14 декабря 1825 года

14 декабря 1825 года
"Готовы ль вы, друзья мои, за вольности восстать?"-
Рылеева тревожный шепот раздавался.
"Мы рады, только б за отчизну пострадать!"-
Гул голосов по комнате вмиг растекался.
 
"Мы все с тобой!"- встревоженно и нервно
В углу тихонько Муравьев шептал.
Каховский комнату шагами мерил,
Лишь Трубецкой, поникнув головой, вздыхал.
 
"Нас много ль?"- вдруг молвил чей-то голос.
Рылеев грустно голову от рук отнял:
"Казармы исходил все, пересек весь город!
И ни один солдат, вы слышите, мне ни один солдат не внял!"
 
Каховский, губы искривив в улыбке едкой, злой,
Внезапно произнес: "Чему внимать?
Ужель вы думаете, что русский солдат простой
Поймет, зачем вы призываете его восстать?
Привык из века в век он самодержавью поклоняться
И узы рабства царского в себе нести!
Не стоило о вольностях пред ними распинаться,
Не сможем с ними мы страну спасти!"
 
Тут Трубецкой внезапно, трепещущий и бледный,
Едва ль имевший в себе силы встать,
Пролепетал: "Опомнитесь, друзья, и не кидайтесь в бездну!..
И наказанья вам жестокого удастся избежать!
И Николаю присягните, умоляю!..
Он император Божьей милостью теперь.
Одумайтесь, друзья мои, я к вам взываю!
И новый царь простит вас, он не зверь..."
 
Рылеев с Оболенским жгучим взором
Пронзили Трубецкого, тряхнули гордою главой:
"Мы не отступимся, иначе быть позору,
Готовы мы пожертвовать собой!
На смерть идем. Ну что ж, на то Господня воля!
Такая, грешным нам, видать досталась доля -
Погибнуть за страну родную, дыханьем вольности святой
Ворваться в общество, призвать его на бой!"

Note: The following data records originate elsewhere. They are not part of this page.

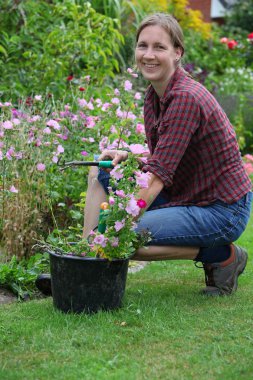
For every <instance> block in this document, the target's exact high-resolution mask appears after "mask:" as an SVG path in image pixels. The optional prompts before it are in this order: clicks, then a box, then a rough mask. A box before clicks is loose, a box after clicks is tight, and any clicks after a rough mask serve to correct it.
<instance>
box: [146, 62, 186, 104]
mask: <svg viewBox="0 0 253 380" xmlns="http://www.w3.org/2000/svg"><path fill="white" fill-rule="evenodd" d="M185 76H186V73H185V72H184V70H183V69H181V68H180V67H178V68H177V69H176V71H175V72H174V74H173V75H172V77H171V78H170V80H169V83H168V85H167V87H166V90H165V92H164V94H163V96H162V97H161V98H160V102H161V103H164V102H166V100H167V98H168V96H169V93H170V91H171V90H172V89H173V87H174V85H175V83H176V82H177V81H178V80H179V79H181V78H184V77H185ZM155 94H156V92H155V90H154V87H153V86H152V85H151V84H150V85H149V87H148V89H147V92H146V96H145V99H146V100H147V101H150V100H152V99H153V97H154V95H155Z"/></svg>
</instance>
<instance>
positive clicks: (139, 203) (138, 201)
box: [137, 199, 147, 208]
mask: <svg viewBox="0 0 253 380" xmlns="http://www.w3.org/2000/svg"><path fill="white" fill-rule="evenodd" d="M137 205H138V206H139V207H140V208H145V207H147V203H146V201H144V199H138V200H137Z"/></svg>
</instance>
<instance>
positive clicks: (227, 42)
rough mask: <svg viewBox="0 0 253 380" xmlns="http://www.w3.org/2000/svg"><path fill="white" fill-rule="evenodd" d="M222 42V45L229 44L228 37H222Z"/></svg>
mask: <svg viewBox="0 0 253 380" xmlns="http://www.w3.org/2000/svg"><path fill="white" fill-rule="evenodd" d="M220 42H221V43H222V44H227V43H228V38H227V37H222V38H221V39H220Z"/></svg>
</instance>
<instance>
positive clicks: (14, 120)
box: [12, 118, 20, 125]
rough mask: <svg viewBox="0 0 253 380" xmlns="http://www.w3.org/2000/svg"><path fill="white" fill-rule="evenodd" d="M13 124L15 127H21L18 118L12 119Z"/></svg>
mask: <svg viewBox="0 0 253 380" xmlns="http://www.w3.org/2000/svg"><path fill="white" fill-rule="evenodd" d="M12 122H13V124H14V125H19V124H20V120H19V119H17V118H14V119H12Z"/></svg>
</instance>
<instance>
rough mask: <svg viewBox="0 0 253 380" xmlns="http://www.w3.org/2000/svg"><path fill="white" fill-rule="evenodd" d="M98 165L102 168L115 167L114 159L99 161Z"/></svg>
mask: <svg viewBox="0 0 253 380" xmlns="http://www.w3.org/2000/svg"><path fill="white" fill-rule="evenodd" d="M98 166H99V167H100V168H109V169H111V168H113V167H114V166H113V164H112V161H98Z"/></svg>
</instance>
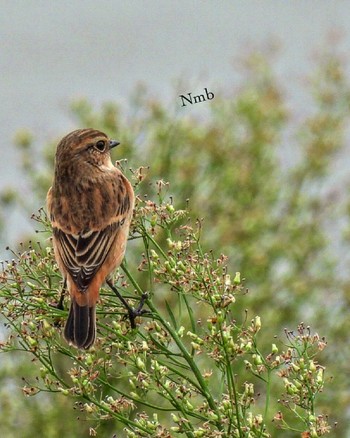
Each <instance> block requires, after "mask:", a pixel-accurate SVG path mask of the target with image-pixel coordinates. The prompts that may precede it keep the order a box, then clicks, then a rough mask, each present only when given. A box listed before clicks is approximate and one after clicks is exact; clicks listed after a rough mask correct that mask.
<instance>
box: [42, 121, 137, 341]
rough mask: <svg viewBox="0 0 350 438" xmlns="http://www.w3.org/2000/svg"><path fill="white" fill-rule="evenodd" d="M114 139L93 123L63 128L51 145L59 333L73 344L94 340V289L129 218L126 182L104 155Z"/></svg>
mask: <svg viewBox="0 0 350 438" xmlns="http://www.w3.org/2000/svg"><path fill="white" fill-rule="evenodd" d="M117 144H118V143H117V142H114V141H112V140H109V139H108V138H107V136H106V135H105V134H104V133H102V132H100V131H96V130H94V129H80V130H76V131H73V132H71V133H70V134H68V135H67V136H66V137H64V138H63V139H62V140H61V141H60V143H59V144H58V146H57V152H56V160H55V176H54V181H53V185H52V187H51V188H50V189H49V191H48V194H47V208H48V212H49V216H50V220H51V222H52V227H53V243H54V250H55V256H56V260H57V263H58V266H59V268H60V271H61V272H62V275H63V277H64V278H65V279H66V280H67V286H68V291H69V294H70V297H71V307H70V312H69V316H68V320H67V323H66V326H65V331H64V334H65V337H66V339H67V341H68V342H70V343H72V344H73V345H75V346H77V347H79V348H89V347H90V346H91V345H92V344H93V343H94V340H95V336H96V323H95V313H96V312H95V307H96V302H97V300H98V298H99V289H100V287H101V285H102V284H103V283H104V282H105V280H106V279H107V278H108V276H109V275H110V274H111V272H112V271H113V270H114V269H115V268H116V267H117V266H119V265H120V263H121V262H122V259H123V257H124V253H125V247H126V242H127V237H128V232H129V225H130V221H131V218H132V211H133V206H134V192H133V189H132V186H131V184H130V182H129V181H128V180H127V178H126V177H125V176H124V175H123V174H122V173H121V171H120V170H119V169H117V168H116V167H115V166H113V164H112V162H111V159H110V149H111V148H112V147H114V146H116V145H117Z"/></svg>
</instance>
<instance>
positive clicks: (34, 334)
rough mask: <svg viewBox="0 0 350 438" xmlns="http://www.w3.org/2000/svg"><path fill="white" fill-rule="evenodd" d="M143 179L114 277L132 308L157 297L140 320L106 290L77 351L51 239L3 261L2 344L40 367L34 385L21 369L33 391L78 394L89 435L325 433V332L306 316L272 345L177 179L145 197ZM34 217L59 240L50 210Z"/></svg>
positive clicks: (309, 433) (242, 285)
mask: <svg viewBox="0 0 350 438" xmlns="http://www.w3.org/2000/svg"><path fill="white" fill-rule="evenodd" d="M119 165H120V166H122V165H123V163H119ZM124 171H125V169H124ZM145 174H146V169H145V168H139V169H137V170H134V171H131V175H132V177H133V179H134V183H135V184H134V186H135V190H136V192H137V194H138V195H137V202H136V207H135V212H134V218H133V223H132V227H131V236H130V242H129V247H130V246H134V251H133V254H137V255H136V256H135V255H134V259H132V260H130V258H129V259H128V258H127V260H125V261H124V262H123V264H122V266H121V268H120V269H119V271H118V272H117V273H116V275H115V283H116V285H117V287H118V288H119V290H120V291H121V293H122V294H123V295H124V297H126V299H127V300H128V301H129V302H130V304H132V305H137V302H138V300H139V299H140V297H141V296H142V294H143V293H144V292H145V291H147V293H148V298H147V300H146V306H145V308H147V310H148V312H147V313H146V314H144V315H143V316H142V318H139V320H138V324H137V328H136V329H134V330H133V329H131V327H130V323H129V321H128V320H127V319H126V318H125V311H124V309H123V307H122V305H121V304H120V303H119V302H118V300H117V298H116V297H115V295H114V294H113V293H111V292H110V291H109V290H107V289H103V290H102V291H101V299H100V303H99V306H98V309H97V327H98V333H97V340H96V343H95V345H94V347H93V348H91V349H90V350H76V349H75V348H73V347H70V346H69V345H67V344H66V342H65V341H64V340H63V339H62V333H61V332H62V326H63V323H64V320H65V319H66V317H67V309H66V310H60V309H58V308H57V307H55V303H57V302H58V299H59V294H60V290H61V288H62V278H61V276H60V273H59V271H58V268H57V265H56V263H55V260H54V256H53V249H52V247H51V245H50V243H49V242H48V241H47V240H45V243H39V242H37V243H35V244H34V243H32V244H31V245H30V247H29V249H28V250H26V251H24V250H23V249H22V250H20V251H19V252H17V251H13V252H12V256H13V259H12V260H9V261H6V262H5V263H4V267H3V272H2V274H1V289H0V298H1V301H0V306H1V312H2V314H3V316H4V318H5V319H6V327H7V329H8V339H7V340H6V341H5V342H3V343H2V344H1V351H2V352H4V353H5V352H7V353H9V352H14V351H22V352H26V353H28V354H29V357H30V358H31V360H32V362H33V364H34V365H33V366H35V367H36V369H37V377H36V378H35V379H34V380H29V379H27V378H26V377H25V376H24V377H23V380H24V383H23V393H24V394H25V395H28V396H33V395H36V394H38V393H43V392H49V393H53V394H56V395H57V397H68V398H70V399H71V400H72V405H73V402H74V406H75V408H76V409H77V410H78V411H79V417H80V418H84V419H86V420H87V421H89V424H90V429H89V433H90V435H91V436H95V435H98V434H99V426H100V425H101V424H103V423H105V422H110V423H112V424H113V429H114V431H115V436H125V437H128V438H138V437H191V438H195V437H206V438H211V437H212V438H214V437H227V438H229V437H239V438H243V437H245V438H248V437H249V438H252V437H270V436H273V435H275V434H276V430H278V429H284V430H286V431H287V430H288V431H292V432H293V433H298V435H300V434H304V435H303V436H310V437H314V436H321V435H324V434H325V433H328V432H329V431H330V429H331V426H330V425H329V423H328V419H327V417H326V416H324V415H322V412H319V411H318V409H317V400H318V396H319V394H320V393H321V392H322V391H323V387H324V384H325V378H326V370H325V368H324V367H323V366H322V365H321V364H320V363H319V359H318V355H319V353H320V352H321V351H322V350H323V349H324V348H325V346H326V342H325V340H324V339H323V338H320V337H319V336H318V335H317V334H312V333H311V329H310V328H309V327H306V326H305V325H304V324H300V325H299V327H298V328H297V330H296V331H295V332H294V331H286V333H285V336H284V337H283V336H282V337H281V339H280V338H279V337H278V336H277V337H276V338H274V339H272V340H271V343H270V347H269V349H268V351H264V350H266V345H267V343H266V339H264V342H261V338H262V336H263V334H262V333H263V322H262V321H263V318H260V316H258V315H254V314H250V311H249V309H247V310H246V311H245V312H243V314H239V313H238V312H237V310H236V302H237V301H238V300H240V301H241V302H244V300H245V296H246V294H247V293H248V291H247V289H246V287H245V285H244V279H243V278H242V276H241V274H240V273H239V272H236V273H233V274H231V273H230V272H229V271H228V259H227V257H226V256H225V255H223V254H220V253H219V252H217V249H215V251H214V250H210V251H207V250H205V249H204V248H203V247H202V244H201V234H202V233H203V229H205V224H203V221H202V220H199V219H198V220H196V221H191V220H189V219H188V217H189V215H188V212H187V208H186V209H178V208H177V207H176V204H175V201H174V199H173V198H172V196H171V194H170V189H169V184H168V183H165V182H164V181H161V180H160V181H157V182H156V183H155V184H151V185H150V186H149V192H150V195H147V194H146V193H145V190H146V189H145V186H146V185H145V184H144V179H145ZM34 219H35V220H36V221H37V222H38V223H39V224H40V228H41V229H40V231H41V232H43V233H47V236H49V235H50V225H49V221H48V219H47V217H46V214H45V211H44V210H40V211H39V213H38V215H35V216H34ZM67 306H68V300H67V303H66V307H67ZM277 311H278V309H276V312H277ZM62 359H64V360H62ZM272 386H274V387H276V386H277V387H278V388H279V389H280V394H281V397H280V400H279V401H277V400H272V398H271V388H272ZM275 393H276V390H274V392H273V394H275ZM277 403H279V409H278V411H277V410H275V406H276V404H277ZM277 433H278V432H277ZM121 434H122V435H121ZM306 434H308V435H306Z"/></svg>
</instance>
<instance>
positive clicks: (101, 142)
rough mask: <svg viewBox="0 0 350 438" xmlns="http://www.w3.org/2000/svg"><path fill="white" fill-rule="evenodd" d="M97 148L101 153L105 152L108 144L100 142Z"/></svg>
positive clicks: (99, 140) (103, 141)
mask: <svg viewBox="0 0 350 438" xmlns="http://www.w3.org/2000/svg"><path fill="white" fill-rule="evenodd" d="M95 146H96V149H98V150H99V151H100V152H103V151H104V150H105V147H106V142H105V141H104V140H99V141H98V142H97V143H96V145H95Z"/></svg>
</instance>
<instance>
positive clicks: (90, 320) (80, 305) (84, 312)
mask: <svg viewBox="0 0 350 438" xmlns="http://www.w3.org/2000/svg"><path fill="white" fill-rule="evenodd" d="M64 337H65V338H66V340H67V342H69V343H70V344H73V345H75V346H76V347H77V348H85V349H87V348H90V347H91V345H92V344H93V343H94V342H95V337H96V306H95V305H90V306H89V305H88V304H87V305H84V306H81V305H79V304H78V303H77V301H76V299H75V298H74V297H72V301H71V305H70V309H69V315H68V319H67V322H66V326H65V328H64Z"/></svg>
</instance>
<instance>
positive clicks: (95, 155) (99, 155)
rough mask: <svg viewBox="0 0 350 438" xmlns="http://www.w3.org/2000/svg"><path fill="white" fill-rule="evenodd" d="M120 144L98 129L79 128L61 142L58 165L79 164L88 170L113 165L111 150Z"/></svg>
mask: <svg viewBox="0 0 350 438" xmlns="http://www.w3.org/2000/svg"><path fill="white" fill-rule="evenodd" d="M118 145H119V142H118V141H115V140H111V139H109V138H108V137H107V135H106V134H104V133H103V132H101V131H97V130H96V129H91V128H88V129H77V130H76V131H73V132H71V133H69V134H67V135H66V136H65V137H63V138H62V140H61V141H60V142H59V144H58V146H57V151H56V166H69V167H71V165H73V166H78V167H83V168H85V169H86V170H87V171H88V169H89V166H91V170H92V171H93V169H94V168H95V169H96V168H99V169H100V170H103V169H105V168H110V167H111V166H112V163H111V156H110V150H111V149H112V148H114V147H116V146H118Z"/></svg>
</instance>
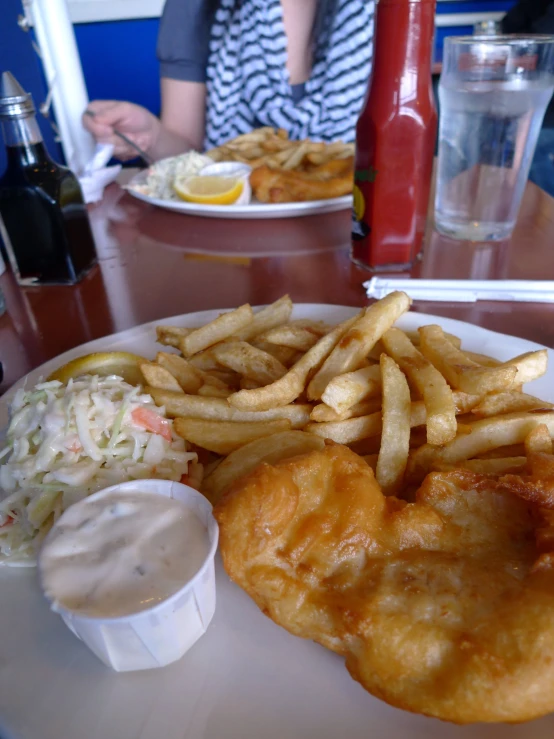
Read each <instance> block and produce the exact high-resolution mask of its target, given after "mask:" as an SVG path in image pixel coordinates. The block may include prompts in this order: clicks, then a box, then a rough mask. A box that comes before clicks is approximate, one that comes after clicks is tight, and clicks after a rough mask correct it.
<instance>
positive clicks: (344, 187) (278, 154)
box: [207, 127, 354, 203]
mask: <svg viewBox="0 0 554 739" xmlns="http://www.w3.org/2000/svg"><path fill="white" fill-rule="evenodd" d="M207 154H208V156H209V157H211V158H212V159H213V160H214V161H216V162H220V161H234V162H243V163H245V164H249V165H250V166H251V167H252V168H253V170H254V171H253V173H252V176H251V178H250V183H251V185H252V191H253V193H254V196H255V197H256V198H257V199H258V200H259V201H260V202H273V203H276V202H294V201H300V200H321V199H326V198H333V197H340V196H341V195H346V194H348V193H350V192H352V186H353V177H354V144H345V143H344V142H342V141H336V142H333V143H332V144H325V143H321V142H315V141H310V140H309V139H305V140H303V141H291V140H289V138H288V134H287V132H286V131H284V130H283V129H279V130H275V129H273V128H271V127H265V128H258V129H256V130H254V131H252V132H250V133H245V134H242V135H241V136H237V137H236V138H234V139H232V140H231V141H227V142H226V143H225V144H223V145H222V146H218V147H217V148H215V149H211V150H210V151H208V152H207Z"/></svg>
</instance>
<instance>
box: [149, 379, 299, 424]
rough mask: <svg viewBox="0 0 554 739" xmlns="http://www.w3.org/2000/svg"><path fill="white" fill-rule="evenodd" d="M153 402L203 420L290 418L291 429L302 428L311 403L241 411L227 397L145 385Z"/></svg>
mask: <svg viewBox="0 0 554 739" xmlns="http://www.w3.org/2000/svg"><path fill="white" fill-rule="evenodd" d="M145 392H147V393H149V394H150V395H151V396H152V398H153V399H154V402H155V403H156V405H163V406H164V407H165V409H166V413H167V415H168V416H170V417H173V418H176V417H179V416H186V417H187V418H201V419H204V420H206V421H254V422H265V421H274V420H276V419H285V420H288V421H290V423H291V425H292V428H293V429H301V428H303V427H304V426H305V425H306V424H307V423H309V422H310V412H311V410H312V406H311V405H307V404H300V403H298V404H293V405H283V406H275V407H274V408H270V409H269V410H266V411H241V410H237V409H236V408H233V407H232V406H230V405H229V403H227V401H226V400H223V399H219V398H206V397H204V398H202V397H199V396H197V395H182V394H179V393H172V392H169V391H166V390H156V388H151V387H147V388H145Z"/></svg>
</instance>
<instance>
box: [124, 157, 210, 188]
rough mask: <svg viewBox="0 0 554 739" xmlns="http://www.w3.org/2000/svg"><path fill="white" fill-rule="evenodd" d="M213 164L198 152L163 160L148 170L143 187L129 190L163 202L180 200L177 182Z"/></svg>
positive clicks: (190, 175) (171, 157) (129, 186)
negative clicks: (177, 195) (159, 198)
mask: <svg viewBox="0 0 554 739" xmlns="http://www.w3.org/2000/svg"><path fill="white" fill-rule="evenodd" d="M213 163H214V161H213V159H210V157H209V156H206V155H205V154H199V153H198V152H197V151H188V152H187V153H186V154H179V156H176V157H168V158H167V159H161V160H160V161H159V162H155V163H154V164H153V165H152V166H151V167H150V168H149V169H148V172H147V175H146V182H145V183H144V184H143V185H129V189H131V190H136V191H137V192H140V193H142V194H143V195H149V196H150V197H153V198H160V199H161V200H179V198H178V197H177V195H176V193H175V190H174V189H173V184H174V183H175V180H178V179H182V178H186V177H192V176H193V175H196V174H198V173H199V172H200V170H202V169H204V167H207V166H208V165H209V164H213Z"/></svg>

"Прольется кровь невинная!" - зловеще молвил Трубецкой.
 
И огнь свечи вдруг колыхнулся дерзко,
Кровавым бликом по стене пополз.
Наполнились вдруг души молодые страхом детским,
Послышался далекий шум берез.
 
И тени сумрачные бледность оттеняли
Лиц молодых, совсем ещё детей.
Идеи вольности, свободы их пленяли.
Ах, юность, забурлила в них игрой страстей!
 
Настал рассвет, весь Петербург проснулся,
А на Сенатской площади - уже толпа.
Московский полк лейб-гвардии вдоль растянулся,
России всей в этот момент решалась здесь судьба.
 
Прошли часы, в бездействии стояли.
"Где Трубецкой?" - Рылееву со всех сторон кричали -
"Сергей Петровича немедленно найти,
Что делать нам - стоять или уйти?"
 
Растерянно Рылеев оглянулся;
Каховского увидел и его схватил:
"Возьми кинжал, убей, убей ты зверя!.."
Каховский обомлел, своим глазам не веря.
 
"Согласен!" - выкрикнул он в первое мгновенье,
В глазах - безумный блеск, сталь руку обжигала:
"О Боже, как же быть, я не посмею!.." -
Из глубины души ему то совесть нашептала.
Отбросил он кинжал, за револьвер схватился,
Тут уж военный губернатор подоспел:
Раздался выстрел, Милорадович свалился
С коня гнедого. "Все-таки посмел!.."
Каховский побледнел: "Ведь крови не хотели!"
Но на него толпа уж налетела
И за собой в пучину повлекла.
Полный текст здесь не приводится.